The two engines were rebuilt by the park at an estimated cost of $50,000 each. Photographs of the original “Lydia” and the “Mary Ann” hang in the lobby of the Texas Station. Due to reconstruction of the engines, they look different from their current appearance and may not instantly be recognized. A lantern and cattle guard was added the front end of the each train. The Engines are no longer wood burning and the tenders were converted accordingly. Additional guide wheels were added to the front of each engine under the cattle guards.
The front smoke stack on the Green Train was modified. On the Red Train, the covering for the Engineer and Fireman was moved back on the engine and additional windows were added.
The passenger cars were also built for the park.
The Red Train has since been renamed to the Charles Jefferson Patton, in honor of the engineer that operated the Six Flag engines for many years. The Green Train has been renamed in honor of Larry Cochran.
The Engine House
The home to the Trains is an engine house built in the Southwest Corner of the park, outside of the Spanish and Mexican Sections. The Engine House can be viewed by Guests as they ride the trains.
Train Operations – Sights
The Trains originally operated only out of the Six Flags Railroad Station in the Texas Section. The station was officially named the “Great Southwest Station.” Trains left the Texas Station heading North towards the Chaparral cars. They made a non-stop round trip run around the park, which was completely enclosed by the track. Along the way, riders could see some of the parks rides and attractions. Some of the route, however, was through as of yet undeveloped areas of the park. The park added sights to these areas. In what was to become the boomtown area of the park, Buffalo lived in pens for viewing by guests on the trains.
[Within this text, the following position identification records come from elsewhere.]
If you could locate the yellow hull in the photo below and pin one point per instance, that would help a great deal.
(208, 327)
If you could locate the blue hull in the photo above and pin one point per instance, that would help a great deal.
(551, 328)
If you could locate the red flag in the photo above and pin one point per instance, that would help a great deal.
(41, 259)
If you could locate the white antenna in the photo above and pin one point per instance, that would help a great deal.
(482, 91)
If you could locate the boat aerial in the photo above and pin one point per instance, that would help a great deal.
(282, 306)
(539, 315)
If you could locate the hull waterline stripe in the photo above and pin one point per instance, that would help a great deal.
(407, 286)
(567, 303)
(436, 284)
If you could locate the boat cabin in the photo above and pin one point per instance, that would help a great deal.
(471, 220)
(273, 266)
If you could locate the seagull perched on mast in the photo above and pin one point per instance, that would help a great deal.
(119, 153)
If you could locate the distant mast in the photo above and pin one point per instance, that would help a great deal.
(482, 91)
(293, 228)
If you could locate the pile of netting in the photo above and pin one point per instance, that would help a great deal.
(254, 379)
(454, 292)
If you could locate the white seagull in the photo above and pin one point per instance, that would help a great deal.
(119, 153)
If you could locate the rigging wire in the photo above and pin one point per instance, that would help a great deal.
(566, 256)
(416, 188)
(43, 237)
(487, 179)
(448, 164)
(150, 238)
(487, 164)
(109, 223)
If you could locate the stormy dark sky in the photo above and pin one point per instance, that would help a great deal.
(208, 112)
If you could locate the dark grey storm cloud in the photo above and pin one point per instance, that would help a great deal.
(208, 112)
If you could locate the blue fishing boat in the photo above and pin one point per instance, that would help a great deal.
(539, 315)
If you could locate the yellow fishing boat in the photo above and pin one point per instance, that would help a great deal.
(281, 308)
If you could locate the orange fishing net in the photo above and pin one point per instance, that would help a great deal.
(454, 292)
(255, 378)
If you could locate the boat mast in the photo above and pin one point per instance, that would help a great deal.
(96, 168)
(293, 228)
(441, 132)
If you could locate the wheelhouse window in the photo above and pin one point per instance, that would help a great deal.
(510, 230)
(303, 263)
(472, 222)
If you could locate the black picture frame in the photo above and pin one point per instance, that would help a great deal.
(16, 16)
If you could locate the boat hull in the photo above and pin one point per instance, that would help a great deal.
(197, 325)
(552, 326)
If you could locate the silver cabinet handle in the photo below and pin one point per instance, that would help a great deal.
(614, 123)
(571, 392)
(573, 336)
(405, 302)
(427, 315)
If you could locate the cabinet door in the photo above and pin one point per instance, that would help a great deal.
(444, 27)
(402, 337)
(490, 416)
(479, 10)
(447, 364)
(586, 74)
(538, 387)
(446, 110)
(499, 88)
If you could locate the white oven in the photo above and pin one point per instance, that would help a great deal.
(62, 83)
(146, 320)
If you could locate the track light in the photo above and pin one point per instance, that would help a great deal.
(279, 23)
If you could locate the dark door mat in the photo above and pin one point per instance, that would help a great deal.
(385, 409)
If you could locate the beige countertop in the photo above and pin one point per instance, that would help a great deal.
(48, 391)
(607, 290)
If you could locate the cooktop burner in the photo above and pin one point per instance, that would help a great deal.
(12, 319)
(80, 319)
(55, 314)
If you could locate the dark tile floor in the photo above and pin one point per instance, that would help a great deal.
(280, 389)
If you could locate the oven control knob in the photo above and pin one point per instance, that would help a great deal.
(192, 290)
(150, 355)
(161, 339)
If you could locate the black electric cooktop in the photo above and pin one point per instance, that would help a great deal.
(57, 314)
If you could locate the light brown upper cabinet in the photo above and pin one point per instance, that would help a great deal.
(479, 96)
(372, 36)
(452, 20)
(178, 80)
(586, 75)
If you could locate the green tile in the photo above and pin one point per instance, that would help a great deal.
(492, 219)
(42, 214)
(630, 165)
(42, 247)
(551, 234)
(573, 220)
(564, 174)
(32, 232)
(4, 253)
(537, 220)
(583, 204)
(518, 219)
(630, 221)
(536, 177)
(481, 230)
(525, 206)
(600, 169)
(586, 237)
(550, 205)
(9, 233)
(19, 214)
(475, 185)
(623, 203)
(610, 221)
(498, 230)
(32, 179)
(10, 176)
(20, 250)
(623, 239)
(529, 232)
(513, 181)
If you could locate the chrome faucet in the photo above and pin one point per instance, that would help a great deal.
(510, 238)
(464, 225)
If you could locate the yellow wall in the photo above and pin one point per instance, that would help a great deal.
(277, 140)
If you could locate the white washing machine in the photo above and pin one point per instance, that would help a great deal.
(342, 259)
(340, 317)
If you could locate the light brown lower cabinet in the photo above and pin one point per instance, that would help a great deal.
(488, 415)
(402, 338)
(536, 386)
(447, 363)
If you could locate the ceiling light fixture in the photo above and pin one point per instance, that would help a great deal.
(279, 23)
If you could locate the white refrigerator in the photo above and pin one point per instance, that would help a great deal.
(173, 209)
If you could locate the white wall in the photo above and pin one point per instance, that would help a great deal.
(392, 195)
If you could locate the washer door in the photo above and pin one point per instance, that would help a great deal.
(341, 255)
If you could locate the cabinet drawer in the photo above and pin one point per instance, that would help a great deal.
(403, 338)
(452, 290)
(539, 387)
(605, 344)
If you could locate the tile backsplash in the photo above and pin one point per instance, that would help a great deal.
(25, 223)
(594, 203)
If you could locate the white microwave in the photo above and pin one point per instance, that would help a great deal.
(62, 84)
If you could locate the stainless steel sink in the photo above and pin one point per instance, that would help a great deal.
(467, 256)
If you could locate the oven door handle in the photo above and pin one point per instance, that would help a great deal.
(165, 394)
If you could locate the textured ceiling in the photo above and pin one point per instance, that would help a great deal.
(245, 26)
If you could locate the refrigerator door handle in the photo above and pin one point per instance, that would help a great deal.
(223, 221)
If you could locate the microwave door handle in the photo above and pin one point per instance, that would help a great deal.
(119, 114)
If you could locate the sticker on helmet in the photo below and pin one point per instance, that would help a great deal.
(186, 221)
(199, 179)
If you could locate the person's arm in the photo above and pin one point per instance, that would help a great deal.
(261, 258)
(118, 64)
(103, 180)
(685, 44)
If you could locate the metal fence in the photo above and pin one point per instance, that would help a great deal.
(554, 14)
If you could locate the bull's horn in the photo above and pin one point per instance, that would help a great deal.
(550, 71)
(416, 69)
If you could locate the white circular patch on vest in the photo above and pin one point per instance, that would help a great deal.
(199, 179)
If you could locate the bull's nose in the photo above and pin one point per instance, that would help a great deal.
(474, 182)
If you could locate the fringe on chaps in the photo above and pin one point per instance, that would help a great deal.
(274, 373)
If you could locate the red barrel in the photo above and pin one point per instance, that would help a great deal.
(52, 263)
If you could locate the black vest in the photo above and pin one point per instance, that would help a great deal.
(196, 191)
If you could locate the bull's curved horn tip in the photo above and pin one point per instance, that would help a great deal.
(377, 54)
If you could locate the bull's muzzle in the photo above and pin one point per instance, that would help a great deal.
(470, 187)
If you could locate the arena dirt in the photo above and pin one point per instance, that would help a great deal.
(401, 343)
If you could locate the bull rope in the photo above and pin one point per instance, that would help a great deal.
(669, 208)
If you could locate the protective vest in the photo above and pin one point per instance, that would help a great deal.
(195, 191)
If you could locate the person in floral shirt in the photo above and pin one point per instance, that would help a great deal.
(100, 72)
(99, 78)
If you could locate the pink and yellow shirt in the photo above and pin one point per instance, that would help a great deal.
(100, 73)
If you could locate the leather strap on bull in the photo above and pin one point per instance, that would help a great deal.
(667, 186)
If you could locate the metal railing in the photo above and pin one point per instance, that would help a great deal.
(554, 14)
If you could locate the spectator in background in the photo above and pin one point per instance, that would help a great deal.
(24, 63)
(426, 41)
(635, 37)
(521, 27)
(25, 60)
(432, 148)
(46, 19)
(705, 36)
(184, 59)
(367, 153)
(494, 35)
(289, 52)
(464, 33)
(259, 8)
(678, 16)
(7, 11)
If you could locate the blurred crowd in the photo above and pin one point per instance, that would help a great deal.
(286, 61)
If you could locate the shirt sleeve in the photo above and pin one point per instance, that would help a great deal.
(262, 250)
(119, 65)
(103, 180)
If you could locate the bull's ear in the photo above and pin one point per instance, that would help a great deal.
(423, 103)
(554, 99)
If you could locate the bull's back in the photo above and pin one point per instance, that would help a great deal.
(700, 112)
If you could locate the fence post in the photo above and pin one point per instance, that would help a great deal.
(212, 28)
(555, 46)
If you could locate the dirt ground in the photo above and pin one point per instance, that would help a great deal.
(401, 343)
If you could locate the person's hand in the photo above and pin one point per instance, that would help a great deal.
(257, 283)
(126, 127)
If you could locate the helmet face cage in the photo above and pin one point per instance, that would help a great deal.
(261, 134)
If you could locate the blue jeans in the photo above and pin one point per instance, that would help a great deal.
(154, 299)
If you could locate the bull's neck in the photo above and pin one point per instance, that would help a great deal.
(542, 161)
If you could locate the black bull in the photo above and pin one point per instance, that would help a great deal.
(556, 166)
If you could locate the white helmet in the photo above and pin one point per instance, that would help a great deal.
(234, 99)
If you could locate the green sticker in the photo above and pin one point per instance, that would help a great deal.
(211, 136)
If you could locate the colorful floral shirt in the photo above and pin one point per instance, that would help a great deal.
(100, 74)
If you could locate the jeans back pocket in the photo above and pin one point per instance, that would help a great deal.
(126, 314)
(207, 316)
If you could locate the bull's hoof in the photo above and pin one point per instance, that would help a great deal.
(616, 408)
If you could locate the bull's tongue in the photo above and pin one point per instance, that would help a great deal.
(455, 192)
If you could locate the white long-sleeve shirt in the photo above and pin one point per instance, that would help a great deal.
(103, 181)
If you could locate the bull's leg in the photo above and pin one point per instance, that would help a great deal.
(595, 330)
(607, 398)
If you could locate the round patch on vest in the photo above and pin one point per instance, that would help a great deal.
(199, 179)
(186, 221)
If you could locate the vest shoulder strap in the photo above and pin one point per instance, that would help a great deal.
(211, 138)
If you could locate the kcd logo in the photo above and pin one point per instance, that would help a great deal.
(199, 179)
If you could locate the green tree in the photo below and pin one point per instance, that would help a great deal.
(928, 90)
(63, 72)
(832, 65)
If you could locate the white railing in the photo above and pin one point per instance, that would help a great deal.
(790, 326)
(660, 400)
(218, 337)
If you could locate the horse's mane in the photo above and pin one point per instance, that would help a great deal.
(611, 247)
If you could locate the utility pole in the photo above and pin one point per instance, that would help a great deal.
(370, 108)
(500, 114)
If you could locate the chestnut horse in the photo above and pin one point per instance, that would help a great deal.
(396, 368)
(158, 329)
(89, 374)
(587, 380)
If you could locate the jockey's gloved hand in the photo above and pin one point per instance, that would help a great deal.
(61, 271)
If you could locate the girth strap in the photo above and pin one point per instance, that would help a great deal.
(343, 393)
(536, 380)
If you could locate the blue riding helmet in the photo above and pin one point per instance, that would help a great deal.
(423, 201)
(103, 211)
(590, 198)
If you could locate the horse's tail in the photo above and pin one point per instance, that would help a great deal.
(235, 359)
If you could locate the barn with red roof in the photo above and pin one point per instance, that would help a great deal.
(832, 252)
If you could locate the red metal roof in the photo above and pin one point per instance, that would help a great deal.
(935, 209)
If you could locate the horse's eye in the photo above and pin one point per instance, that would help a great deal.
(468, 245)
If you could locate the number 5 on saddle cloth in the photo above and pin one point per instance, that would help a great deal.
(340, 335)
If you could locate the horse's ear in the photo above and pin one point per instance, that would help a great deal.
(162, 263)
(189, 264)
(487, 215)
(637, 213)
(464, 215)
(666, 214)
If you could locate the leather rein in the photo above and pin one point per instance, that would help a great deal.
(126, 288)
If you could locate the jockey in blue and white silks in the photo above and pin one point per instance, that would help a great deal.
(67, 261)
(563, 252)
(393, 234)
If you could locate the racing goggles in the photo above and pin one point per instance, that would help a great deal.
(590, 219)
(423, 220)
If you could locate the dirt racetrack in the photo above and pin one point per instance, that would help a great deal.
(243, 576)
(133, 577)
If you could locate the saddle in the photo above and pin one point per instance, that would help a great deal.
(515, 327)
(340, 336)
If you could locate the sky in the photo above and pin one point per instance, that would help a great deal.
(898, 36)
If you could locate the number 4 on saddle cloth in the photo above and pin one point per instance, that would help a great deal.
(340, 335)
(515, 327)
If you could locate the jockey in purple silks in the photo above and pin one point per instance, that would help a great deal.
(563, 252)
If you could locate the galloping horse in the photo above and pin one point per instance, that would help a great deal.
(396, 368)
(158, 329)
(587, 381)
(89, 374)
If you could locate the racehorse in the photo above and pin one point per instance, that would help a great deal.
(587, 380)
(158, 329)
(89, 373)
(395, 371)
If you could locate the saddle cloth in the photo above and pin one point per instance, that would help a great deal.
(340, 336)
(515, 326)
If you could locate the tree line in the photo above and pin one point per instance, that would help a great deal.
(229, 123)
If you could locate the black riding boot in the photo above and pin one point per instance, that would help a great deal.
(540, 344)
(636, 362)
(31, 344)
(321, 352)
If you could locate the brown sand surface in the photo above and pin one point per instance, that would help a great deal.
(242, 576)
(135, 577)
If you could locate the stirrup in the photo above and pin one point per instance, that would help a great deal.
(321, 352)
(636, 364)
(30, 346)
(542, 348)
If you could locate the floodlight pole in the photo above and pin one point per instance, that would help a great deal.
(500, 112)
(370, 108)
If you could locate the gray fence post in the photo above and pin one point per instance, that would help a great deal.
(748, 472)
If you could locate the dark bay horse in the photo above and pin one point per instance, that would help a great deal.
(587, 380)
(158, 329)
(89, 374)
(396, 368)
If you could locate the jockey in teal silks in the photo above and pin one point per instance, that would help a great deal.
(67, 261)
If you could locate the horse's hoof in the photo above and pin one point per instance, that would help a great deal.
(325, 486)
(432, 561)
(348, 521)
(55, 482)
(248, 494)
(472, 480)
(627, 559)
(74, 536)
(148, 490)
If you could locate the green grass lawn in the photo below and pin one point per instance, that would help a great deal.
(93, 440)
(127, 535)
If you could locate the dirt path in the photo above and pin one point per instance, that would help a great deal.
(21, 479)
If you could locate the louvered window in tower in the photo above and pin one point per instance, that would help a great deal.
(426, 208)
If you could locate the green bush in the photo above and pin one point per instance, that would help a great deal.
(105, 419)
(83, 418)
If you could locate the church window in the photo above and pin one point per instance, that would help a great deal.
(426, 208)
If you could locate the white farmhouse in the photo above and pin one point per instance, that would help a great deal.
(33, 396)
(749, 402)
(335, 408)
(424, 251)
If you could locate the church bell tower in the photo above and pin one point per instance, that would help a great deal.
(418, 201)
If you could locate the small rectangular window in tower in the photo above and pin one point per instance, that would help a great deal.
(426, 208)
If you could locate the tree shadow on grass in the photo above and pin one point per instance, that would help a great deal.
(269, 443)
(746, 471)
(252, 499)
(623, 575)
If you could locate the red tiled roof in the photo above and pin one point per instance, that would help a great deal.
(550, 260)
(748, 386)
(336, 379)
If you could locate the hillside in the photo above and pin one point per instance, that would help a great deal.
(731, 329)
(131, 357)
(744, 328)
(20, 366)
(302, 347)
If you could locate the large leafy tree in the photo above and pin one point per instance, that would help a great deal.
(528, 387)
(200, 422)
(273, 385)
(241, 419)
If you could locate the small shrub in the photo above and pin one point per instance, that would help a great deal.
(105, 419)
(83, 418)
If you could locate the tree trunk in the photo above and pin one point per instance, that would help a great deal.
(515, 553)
The trains made their one way run until Six Flags added Boomtown in 1963. The Boomtown Station was added as part of the boomtown section and the trains began the tradition of stopping on the east end of the Park so riders could disembark and new riders could embark.
When the StageCoach ride closed, the “Ghost-town saloon” animation was moved to become part of the train’s landscape. Likewise, in 1968 when the Fiesta Train was rebuilt, the Train landscape became the home of several of the old Fiesta Train’s animations, including the “dancing tamales“. This section of the landscape became known as “Mexican Junction”, although the Trains never actually stopped there.
The ride stayed basically the same until Six Flags added Good Times Square in 1973. At that time, the old Boomtown Station house was removed and the Good Times Square Station was added in its place. Rather than being inside the track like the Texas and Boomtown Stations, the Good Times Square Station was on the outside of the track. The Passenger cars were modified accordingly so that they could be entered from either side.
At the same time that the Good Times Square Station was added, the Trains were “turned” so that they ran the opposite direction, leaving the Texas Station South, heading towards the flume. Of course, the Conductors now how to learn to spiel “backwards”.
The Trains were “turned” again in the early 1980s, so that they now depart Texas in the same direction as they did in 1961, heading North, towards the Chaparral cars.
In 1987, the Good Times Square Station was removed to make way for the Mr. Freeze Ride. At that time, a new Boomtown Station was built.
Texas Station has now been renamed from “Great Southwest Station” to the “Johnson Creek Station“.
The Six Flags Railroad is an official operating railroad regulated by the Texas Railroad Commission.
An Official Texas Historical Plaque hangs on the outside of Texas Station, documenting the history of Narrow Gauge Railroads in Texas. The plaque, placed in 1966, incorrectly states that the engines were originally manufactured in 1887 and 1903.
The Trains remain a popular ride, in that they can be enjoyed by both the young and the old. More importantly, the preserve a piece of American history that many generations can only read about. Hopefully, the whistle of the engines will always be heard throughout the park.